FRAUDE — Neste domingo, o comitê de petições do Parlamento informou, por meio de nota, pretende analisar a petição nesta semana e pode marcar uma audiência para debater o pedido de um segundo referendo. “Não significa que o comitê vai decidir se concorda ou não com a petição, é apenas para definir se ela deve ou não ser debatida”, esclareceu a deputada Helen Jones, presidente do comitê de petições do Parlamento.

Para Jones, “está claro que essa petição é muito importante para um número significativo de pessoas. Ela alertou ainda que as assinaturas serão checadas para evitar fraudes -neste domingo foram retiradas 77 mil assinaturas por suspeita de serem falsas. A petição foi criada quase um mês antes da data do histórico plebiscito, que aconteceu em 23 de junho.

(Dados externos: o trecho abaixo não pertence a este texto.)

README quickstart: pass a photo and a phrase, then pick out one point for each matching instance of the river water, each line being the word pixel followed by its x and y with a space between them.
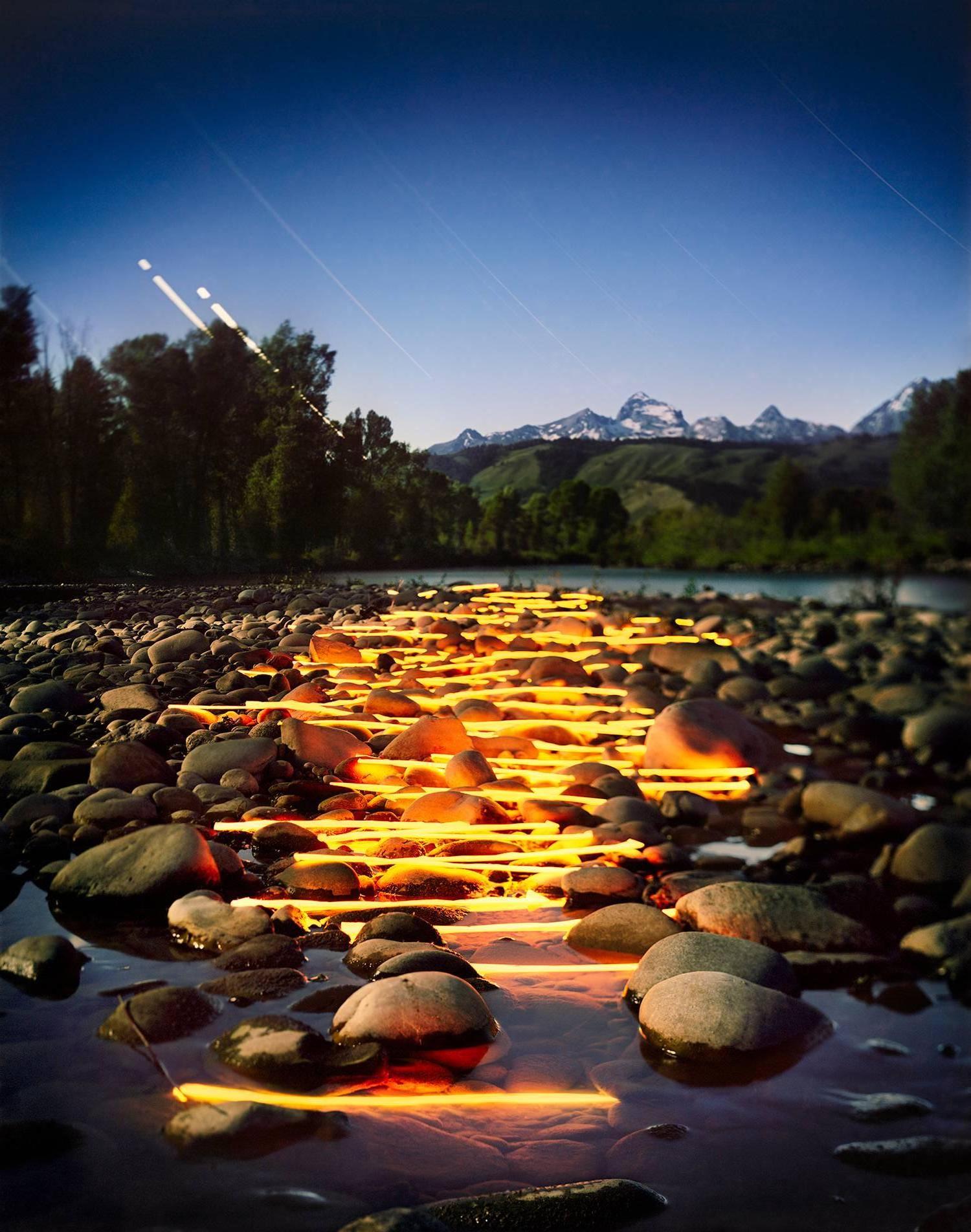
pixel 938 591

Tinha apenas 22 assinaturas quando foi anunciada a vitória para o Brexit, fusão das palavras em inglês “saída” e “britânicos” para definir o rompimento do Reino Unido do bloco do qual fazia parte desde 1973. Com 52% dos votos válidos, o numa eleição que contou com participação de 72,2% dos eleitores registrados -no Reino Unido o voto não é obrigatório A petição diz que as assinaturas são para aplicar uma regra que estabelece uma nova consulta quando o lado vencedor tem menos que 60% dos votos e número de pessoas que foram votar é 75% menor que as registradas. Na tarde deste domingo, contava com o apoio de mais de 3,2 milhões de nomes.

QUESTIONAMENTOS — A viabilidade de uma nova consulta é questionada até mesmo por aqueles declaradamente pró-UE. A estudante inglesa Anna Grimaldi assinou a petição tão logo soube do pedido. “Mas eu pensei bem e acho que um segundo plebiscito pode ser algo perigoso”, observou.

Para a estudante, as pessoas que rejeitam o resultado “não só estão rejeitando uma prática democrática como também estão lavando as mãos de qualquer outra responsabilidade”. Anna está trabalhando em sua própria petição. Ela pretende recolher assinaturas para fazer o governo trabalhar junto com os eleitores dos dois lados para construir um futuro viável para o Reino Unido.

Ainda que considerado uma “causa perdida” por muitos, somente o debate por uma segunda consulta pode ser produtivo. “Não assinei ainda, mas vou fazê-lo para dar meu apoio a um resultado cujas consequências precisam ser melhor discutidas”, avalia o contador Jordan Wood, logo depois de tomar café da manhã em Westminster, coração político do Reino Unido na capital inglesa. A poucos metros dali, a australiana Lidia Crocran limpava as cadeiras e mesas de um restaurante. Ela não votou na semana passada, mas afirma que se tivesse um segundo plebiscito iria às urnas para manter o Reino Unido na UE -além de britânicos e irlandeses, também puderam votar os cidadãos do Commonwealth (associação de 53 países historicamente ligados à Coroa) que vivem no país.

“As pessoas se assustaram. Aqui muita gente ficou insatisfeita com o resultado, mas Londres é diferente”, disse a garçonete. Mas quem saiu vitorioso na disputa e está convencido de que o futuro do país será melhor fora do bloco europeu condena a petição. “É um lixo que coloca em risco a democracia. Foi uma disputa apertada, mas venceu a vontade da maioria e isso precisa ser respeitado”, diz a enfermeira Norma Shanta. Para ela, os defensores do Brexit são pessoas que estão dispostas a passar por um momento difícil antes de ver o Reino Unido fazer suas próprias normas e ter condições de melhorar a vida das pessoas.

PRECEDENTE — A professora Fiona Macaulay, da Universidade de Bradford, afirma que uma segunda consulta é viável e há um precedente. Em 2008 e 2009, a Irlanda fez dois plebiscitos para opinar sobre o Tratado de Lisboa, que alterou o funcionamento do bloco.

“O problema é político. A maioria dos deputados querem ficar na UE. Pessoalmente, penso que segundo referendo, com o Leave [nome da campanha que quer sair do bloco] forçado a colocar seus planos para o futuro, é o único caminho a seguir” Mas para o cientista político Anthony Pereira, diretor do Brazil Institute no King’s College London, a costura de um acordo pós-Brexit é o máximo que o Reino Unido pode fazer para manter-se conectado com o bloco europeu. “A ideia de um segundo referendo é uma causa perdida. A UE quer o Reino Unido fora o mais rápido possível”, observa Pereira.